AI agents flagged the change, verified a potential vulnerability, and then did something a human penetration tester probably wouldn’t have done. They kept looking. Eventually, they found two more vulnerabilities nearby, each individually insignificant. But they spotted a pattern and connected all three together.
“1+1+1 = 1,000,” said Shahar Peled, co-founder and CEO of Terra Security. The result was a Remote Code Execution (RCE), a cybersecurity vulnerability that allows an attacker to run malicious code on a target system or server from a remote location. It is considered one of the most critical vulnerability classifications of its type.
The customer found out from their vendor, not from an adversary.
Founded in 2024, the Tel Aviv and New York-based startup has raised $38 million across a rapid Seed and Series A, and counts Fortune 100 enterprises among its customers. Its core product is an agentic offensive security platform where swarms of AI agents are trained to think and act like “ethical hackers”, running continuously across a company’s attack surface.
The traditional model of penetration testing (hiring an external team once or twice a year to probe for weaknesses) was never designed to catch what Terra caught in that unnamed financial institution. “Until 2025, it happened on an annual basis mostly,” Peled explained. “Once a year, you hire someone externally to work for a week or two weeks... The reason you couldn’t do it continuously is that you couldn’t really train software to hard-code how adversaries think and act.”
But AI has changed all that.

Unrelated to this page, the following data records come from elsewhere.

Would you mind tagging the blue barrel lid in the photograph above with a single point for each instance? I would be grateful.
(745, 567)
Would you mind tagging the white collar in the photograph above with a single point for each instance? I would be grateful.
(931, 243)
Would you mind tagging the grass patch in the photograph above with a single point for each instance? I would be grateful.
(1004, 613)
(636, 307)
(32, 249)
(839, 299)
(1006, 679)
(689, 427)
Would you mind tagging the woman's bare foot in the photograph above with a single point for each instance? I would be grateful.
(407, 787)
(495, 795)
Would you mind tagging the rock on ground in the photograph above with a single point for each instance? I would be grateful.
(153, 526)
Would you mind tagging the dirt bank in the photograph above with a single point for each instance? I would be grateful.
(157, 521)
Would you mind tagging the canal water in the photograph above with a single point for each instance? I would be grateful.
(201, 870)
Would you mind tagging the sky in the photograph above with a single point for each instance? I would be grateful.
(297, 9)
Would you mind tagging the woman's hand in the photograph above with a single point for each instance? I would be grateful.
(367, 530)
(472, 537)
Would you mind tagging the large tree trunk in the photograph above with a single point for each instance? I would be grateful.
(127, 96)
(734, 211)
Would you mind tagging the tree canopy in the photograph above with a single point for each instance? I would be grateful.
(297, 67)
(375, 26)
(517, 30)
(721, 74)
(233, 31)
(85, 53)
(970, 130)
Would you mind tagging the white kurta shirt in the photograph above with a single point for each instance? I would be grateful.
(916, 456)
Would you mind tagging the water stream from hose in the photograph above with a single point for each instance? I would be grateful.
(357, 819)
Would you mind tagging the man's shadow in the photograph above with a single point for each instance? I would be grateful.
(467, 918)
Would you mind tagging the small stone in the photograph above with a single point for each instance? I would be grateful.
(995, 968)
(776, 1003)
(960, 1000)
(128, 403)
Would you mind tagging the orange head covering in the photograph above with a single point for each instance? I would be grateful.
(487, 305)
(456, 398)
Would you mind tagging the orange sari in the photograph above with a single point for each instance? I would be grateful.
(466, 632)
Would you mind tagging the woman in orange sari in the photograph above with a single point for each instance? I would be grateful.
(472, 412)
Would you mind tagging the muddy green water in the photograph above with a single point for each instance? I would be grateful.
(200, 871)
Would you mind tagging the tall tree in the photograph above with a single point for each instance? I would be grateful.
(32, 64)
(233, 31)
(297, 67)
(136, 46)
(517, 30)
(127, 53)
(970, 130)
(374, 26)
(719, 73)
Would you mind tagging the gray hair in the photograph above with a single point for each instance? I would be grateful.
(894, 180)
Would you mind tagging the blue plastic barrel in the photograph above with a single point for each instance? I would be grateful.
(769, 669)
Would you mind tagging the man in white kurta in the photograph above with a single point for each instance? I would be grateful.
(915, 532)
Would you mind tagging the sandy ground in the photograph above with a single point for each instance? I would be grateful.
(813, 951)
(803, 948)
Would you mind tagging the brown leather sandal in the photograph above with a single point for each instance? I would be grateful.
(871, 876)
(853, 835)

Terra Security’s agents scan for known vulnerabilities and simulate the reasoning of an attacker, chaining together findings and verifying whether a vulnerability is actually exploitable rather than merely theoretical.
But Peled is careful not to overclaim, and beat me to my own next question. “Are AI agents today better than any ethical hacker in the world? They’re not,” he said. “They don’t yet possess the creativity of the best ethical hackers. But they can be more scalable than anyone in the world. They can run continuously. They never sleep. They’re already better than the vast majority of ethical hackers in the world.”
With AI, there are no longer cyberattackers who wait for annual review windows. Adversaries now use tech to find entry points faster, adapt in real time, and strike before defenders can patch. A point-in-time test is, by definition, already outdated the moment it concludes.
Terra’s idea is that continuous, AI-driven offensive security is the only architecture that matches the pace of modern attacks. The chained vulnerability Peled mentioned in our conversation was only catchable because an agent was watching the moment the code changed - and not six months later, when a consultant finally showed up.
“I still see too many organizations that say, ‘Okay, now we have AI in offensive security’,” he concluded, and as a slight warning to CISOs still budgeting for annual pen tests. “[They say] ‘I want to do the same thing I’ve done before, just faster, better, cheaper’. And that scares me.”